Every sentence of the Nicene-Constantinopolitan Creed, defined at the Councils of Nicaea in 325 AD and Constantinople in 381 AD, bears with it a truth about God and our Catholic Faith that makes a difference. Last week’s bulletin column focused on the word consubstantial and the true divinity of Jesus Christ. This week we will look at an aspect of the Creed that always deserves emphasis and meditation. That is that God created the world good, both the material and the immaterial.

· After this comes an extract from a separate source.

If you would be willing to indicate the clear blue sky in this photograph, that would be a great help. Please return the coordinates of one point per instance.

After professing that we believe in one God, we profess him as the creator of heaven and earth, both the visible and the invisible. During the early centuries of the Church there were many currents of thought in the society that tried to deny the goodness of creation. Three of these currents of thought were the Stoic Philosophers, the Gnostic religions, and the Manicheans, to name but a few. They all have in common that the material world was viewed as evil, and our life is about trying to free ourselves from our bodiliness to reach the pure spiritual realm. In this view the force of evil and the force of good are equal forces locked in battle. In contrast to this view the Catholic faith presents a different outlook. We believe in one God who created the earth as well as the heavens, the visible as well as the invisible. In Genesis we read that after each day, or stage of creation, God saw that what he created was good. After creating Adam and Eve, the pinnacle of creation, he even says that they are very good. As human beings we are not souls trying to escape our bodies, rather, our bodies are good, have dignity, and deserve reverence and respect. While it can seem at times that our bodies are warring against our souls as St. Paul talks about in his letter to the Galatians, this is due to the effects of original sin and does not take away from the fact that we are fundamentally created good.

We are one being, body and soul, so much so that we do not become angels in heaven. In the last line of the Creed we profess belief in the resurrection of the body. In eternal life we will be united as body and soul but glorified, suffering no pain or aging. This belief in the resurrection of the body is the reason why Catholics give reverence to their bodies even after death. The body that was anointed in baptism and confirmation and received our Lord in the Holy Eucharist is called to be a temple of the Holy Spirit for eternity. This is one reason why at a funeral Mass, the remains of the deceased are incensed symbolizing that even one’s body is holy. This is also why for many centuries the Church did not allow cremation. In the early centuries of the Church many other religions burned their dead. The early Christians, however, buried their dead as a sign of belief in the resurrection of the body in eternal life. While the Church still recommends burial of the body, this can be an undue financial burden for many people. That is why today the Church allows for cremation. However, even after cremation we still incense the urn at the funeral Mass and treat the remains of the deceased with reverence and care. We do not scatter the ashes of our loved ones as is sometimes shown as a romantic gesture in movies. We keep the remains of our loved ones in one place, interring them in a place of respect that is blessed. God created the world good. As human beings we are created as body and soul, and in body and soul we are called to reflect God’s love and goodness.